A arguida impugnou judicialmente a decisão, tendo o Tribunal de Trabalho de
Vila Nova de Gaia, após julgamento, proferido sentença a julgar procedente o
recurso, a revogar a decisão administrativa e, em consequência, a absolver a
arguida.
Inconformado, veio o assistente recorrer para o Tribunal da Relação do Porto,
pedindo a revogação da sentença e a confirmação da decisão administrativa que
aplicou à arguida a coima de € 4.000,00.
O Tribunal da Relação do Porto julgou o recurso procedente e, em consequência,
revogou a sentença recorrida e confirmou a decisão administrativa que havia
condenado a arguida na coima de € 4.000,00, por violação do disposto no artigo
596.º, do Código de Trabalho.
A arguida recorreu deste acórdão para o Tribunal Constitucional nos seguintes
termos:
“…não podendo conformar-se com o douto acórdão proferido nos autos, dele vem
interpor recurso para o Tribunal Constitucional ao abrigo do disposto na alínea
b) do n° 1 do art. 70° da Lei n.° 28/82, de 15 de Novembro, com fundamento em
inconstitucionalidade dos art. 596°, n° 2, e art. 601° do Código do Trabalho, na
interpretação que naquele lhes foi dada, por violação do disposto nos art. 13° —
princípio da igualdade; 24° — direito à vida; art. 25° — direito à integridade
pessoal; art. 26° — direito à dignidade pessoal; art. 63° — direito à segurança
social e art. 64° — direito à protecção da saúde, todos da Constituição da
República Portuguesa.
A sobredita interpretação dos preceitos cuja constitucionalidade se põe em crise
é questão nova no processo, pois que apenas levantada no acórdão recorrido, de
que não cabe recurso ordinário, estando por via disso a recorrente impedida de
dar cumprimento ao disposto no art. 75°-A da Lei de Organização, Funcionamento e
Processo do Tribunal Constitucional…”.
O Desembargador Relator proferiu despacho de não admissão do recurso por não ter
sido suscitada previamente a questão de constitucionalidade que o recorrente
pretende ver apreciada.
Deste despacho reclamou a recorrente, alegando o seguinte:
“Inconformada com o teor do sobredito acórdão, a Recorrente dele apresentou
oportunamente recurso para o Tribunal Constitucional.
O M.mo Juiz Desembargador-Relator indeferiu o requerimento de recurso,
considerando-o inadmissível com o fundamento de “nunca ter sido suscitada a
questão da inconstitucionalidade das normas do Código do Trabalho referidas no
sobredito acórdão” - os art. 596, n.º 2 e 601 do Código do Trabalho.
Acontece que, como melhor resulta dos autos e do próprio requerimento de
interposição do recurso, o que está verdadeiramente em causa não são as normas
em si mesmas consideradas, as quais, se adequada e correctamente interpretadas,
tendo nomeadamente em conta a ratio legis, a unidade do sistema e hierarquia das
fontes, não ferem a Constituição da República.

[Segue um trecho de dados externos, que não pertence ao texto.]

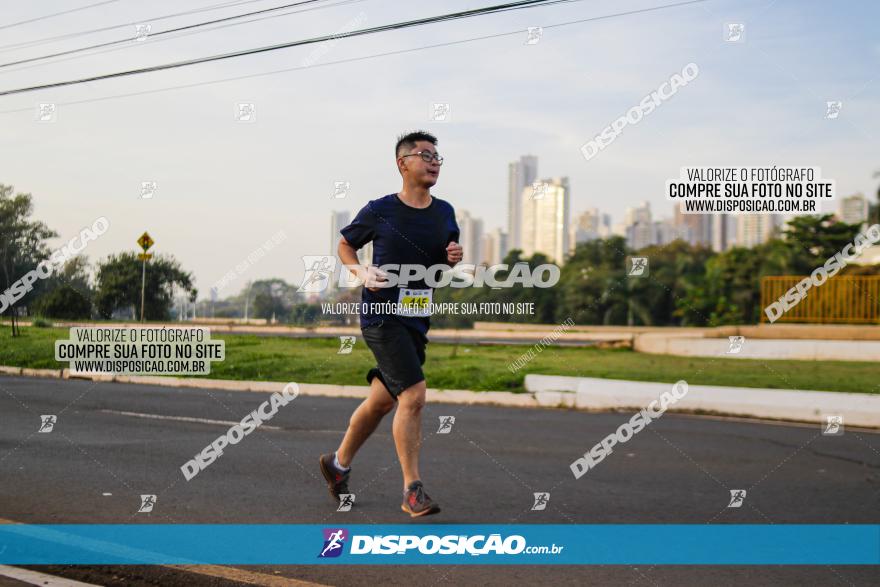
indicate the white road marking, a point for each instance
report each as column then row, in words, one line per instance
column 185, row 419
column 35, row 578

O que está em causa é, com o devido respeito, a insólita e imprevisível
interpretação que das mesmas faz o próprio acórdão recorrido.
“…Perante a não comparência dos trabalhadores designados para assegurar os
serviços mínimos à arguida só restavam dois caminhos: ou fazer uso do disposto
no n.º 2 do art. 506º do C. do Trabalho ou do disposto no art. 601 do mesmo
diploma legal” (sic)
Isto é, o tribunal recorrido, surpreendentemente, entende que sejam quais forem
as condições concretas e os direitos que estejam em jogo, com exclusão de
quaisquer outras, há duas únicas formas de uma entidade patronal reagir
legitimamente à falta de comparência dos trabalhadores designados para
assegurarem serviços mínimos: pedir a requisição ou mobilização civil;
contratar uma empresa que os venha prestar.

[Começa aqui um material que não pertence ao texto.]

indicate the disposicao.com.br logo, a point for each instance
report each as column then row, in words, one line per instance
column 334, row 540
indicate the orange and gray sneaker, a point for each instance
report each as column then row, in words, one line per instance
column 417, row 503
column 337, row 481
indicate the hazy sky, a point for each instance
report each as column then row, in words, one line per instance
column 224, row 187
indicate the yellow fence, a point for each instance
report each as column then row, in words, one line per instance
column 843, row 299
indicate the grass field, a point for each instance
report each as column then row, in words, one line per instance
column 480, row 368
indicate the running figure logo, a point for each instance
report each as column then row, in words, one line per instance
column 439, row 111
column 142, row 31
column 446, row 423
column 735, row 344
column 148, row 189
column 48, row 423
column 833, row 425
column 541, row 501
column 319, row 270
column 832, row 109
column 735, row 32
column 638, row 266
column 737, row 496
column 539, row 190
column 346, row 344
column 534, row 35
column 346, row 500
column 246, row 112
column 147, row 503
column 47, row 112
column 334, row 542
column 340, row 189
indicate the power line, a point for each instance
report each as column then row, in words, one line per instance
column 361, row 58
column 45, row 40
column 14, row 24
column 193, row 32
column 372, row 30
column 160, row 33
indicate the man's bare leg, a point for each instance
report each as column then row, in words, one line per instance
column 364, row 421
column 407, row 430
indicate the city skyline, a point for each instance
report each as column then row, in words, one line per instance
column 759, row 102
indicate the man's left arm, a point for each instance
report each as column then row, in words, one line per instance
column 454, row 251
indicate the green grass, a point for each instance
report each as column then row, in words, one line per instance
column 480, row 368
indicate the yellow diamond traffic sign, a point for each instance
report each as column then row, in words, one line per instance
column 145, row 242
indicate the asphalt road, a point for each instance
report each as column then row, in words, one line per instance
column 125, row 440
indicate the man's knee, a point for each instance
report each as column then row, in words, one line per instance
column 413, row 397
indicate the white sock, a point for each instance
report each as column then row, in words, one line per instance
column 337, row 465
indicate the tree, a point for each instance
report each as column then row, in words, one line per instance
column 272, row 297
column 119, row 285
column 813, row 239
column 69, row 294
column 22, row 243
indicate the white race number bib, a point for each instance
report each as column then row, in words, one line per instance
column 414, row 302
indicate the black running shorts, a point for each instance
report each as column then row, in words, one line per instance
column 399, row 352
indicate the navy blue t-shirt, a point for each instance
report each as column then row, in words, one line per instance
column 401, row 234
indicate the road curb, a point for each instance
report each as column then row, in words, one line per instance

Salvo o devido respeito, tal interpretação é intoleravelmente discrepante nos
seus resultados com a aplicação dos princípios e a observância das regras
constitucionais enunciados no requerimento ora indeferido.
No caso dos autos, como destes documentalmente melhor resulta provado, a
recorrente foi notificada do despacho ministerial que decreta a realização de
serviços mínimos às 15 horas e 26 minutos do dia 22 de Março, dia anterior ao da
greve.
Face ao incumprimento por parte do sindicato convocante da obrigação de
designação dos trabalhadores adstritos à realização de serviços mínimos, a
recorrente viu-se obrigada a efectuar tal designação, o que fez pelas 18 horas e
16 minutos desse mesmo dia 22 de Março, cerca de seis horas antes do início da
greve.
Os trabalhadores designados para a prestação de serviços mínimos não
compareceram, como deviam, para satisfazer as necessidades sociais
impreteríveis que estão na base da decisão governamental de observância desses
mesmos serviços, quais sejam, assegurar que às muitas dezenas de utentes dos
lares de idosos da recorrente, a maioria dos quais em completo estado de
dependência de terceiros para a realização das necessidades humanas mais
básicas, fossem prestados cuidados de higiene, conforto, alimentação e saúde,
bem como de acompanhamento, guarda e vigilância.
Constatada tal ausência às 07,00 horas da manhã do dia da greve e, por via
disso, confrontada a recorrente com uma séria ameaça de lesão de bens e
interesses superiormente tutelados, como sejam a vida e a integridade moral e
física dessas mesmas pessoas, segundo o douto acórdão de que se pretende
recorrer, por força da interpretação dada ao disposto nos art. 506º e 601º do
Código do Trabalho, nada mais restava à recorrente do que contratar uma empresa
ou, melhor ainda, fazer reunir o Conselho de Ministros para que fosse decretada
a requisição ou mobilização dos trabalhadores.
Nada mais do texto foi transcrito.